Firms also should prepare, maintain and document written recall initiation procedures that assign responsibility and describe the steps necessary for initiating a recall, as appropriate to the firm or facility. The recall initiation procedures should include the following:
Ceasing distribution, shipment or sales of affected product
Developing a recall strategy
Promptly and timely notifying direct accounts
Notifying the public of a recalled product that presents a health hazard.
The final guidance builds on the draft guidance by advising firms that their recall strategy should take into account the possibility that a recall’s scope may expand if additional lots or products are affected, and by suggesting that personnel be trained on the recall initiation procedures. FDA recommends that firms with recall communications plans that allow for communications with direct accounts by telephone also require that these telephone communications be subsequently confirmed in writing.

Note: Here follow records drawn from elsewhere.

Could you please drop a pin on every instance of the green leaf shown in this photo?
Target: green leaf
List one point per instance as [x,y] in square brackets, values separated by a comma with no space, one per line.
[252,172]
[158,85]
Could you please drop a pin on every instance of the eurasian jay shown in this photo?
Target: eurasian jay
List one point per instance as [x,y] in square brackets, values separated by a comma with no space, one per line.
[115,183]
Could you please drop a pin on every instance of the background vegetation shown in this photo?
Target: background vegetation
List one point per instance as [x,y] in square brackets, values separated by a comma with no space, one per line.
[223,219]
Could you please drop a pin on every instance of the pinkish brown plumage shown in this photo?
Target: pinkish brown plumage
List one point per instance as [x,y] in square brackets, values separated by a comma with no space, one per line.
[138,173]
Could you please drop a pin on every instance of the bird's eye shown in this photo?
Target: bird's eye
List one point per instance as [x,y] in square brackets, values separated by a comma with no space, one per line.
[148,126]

How to Respond to an Indication of a Problem with a Distributed Product
FDA recommends that firms implement the following steps in their procedures if there is an indication of a problem with a distributed product:
Identify the problem. Firms should implement procedures to identify indicators that there may be a problem with a distributed product. Indicators include internal reports of product specification deviations, inspectional observations and laboratory analytical results.
Investigate the problem. The procedures should describe the steps to investigate a problem with a distributed product, including timely investigation and prompt evaluation by a qualified person following established criteria. The final guidance states that a recalling firm is not required to wait to initiate a voluntary recall until the investigation or evaluation is complete.
Make decisions. The procedures should describe the steps necessary to control defective and potentially harmful products in a timely manner. The procedures should address the decision whether to initiate a voluntary recall and, if initiated, the appropriate scope and depth of the recall.
Consult with FDA. Firms should engage with FDA while the investigation is ongoing. FDA recall coordinators are the agency points-of-contact for recalling firms. FDA recall coordinators can also assist by referring recalling firms to other government agencies that are primarily responsible for monitoring the product recall. Firms can visit FDA’s website for FDA recall coordinators’ contact information.
Initiate a voluntary recall. Firms can initiate a voluntary recall by promptly notifying the affected direct accounts and by issuing a press release or other public notice, if appropriate. The final guidance recommends that a recalling firm conduct follow-up communications with direct accounts that fail to respond to a recall communication. FDA considers the date of a firm’s first communication about a recall, either to its direct accounts or to the public, to constitute the date of initiation. FDA recommends that a recalling firm follow the initiation procedures in its recall plan to implement the recall in accordance with 21 CFR § 7.46 (firm-initiated recall). A recalling firm is not required to delay initiation of a voluntary recall pending FDA’s review of its recall strategy or communications.
The final guidance presents a helpful framework for firms to prepare to quickly and effectively implement recall procedures. Stakeholders should consider reviewing their current recall plans and procedures in light of the final guidance.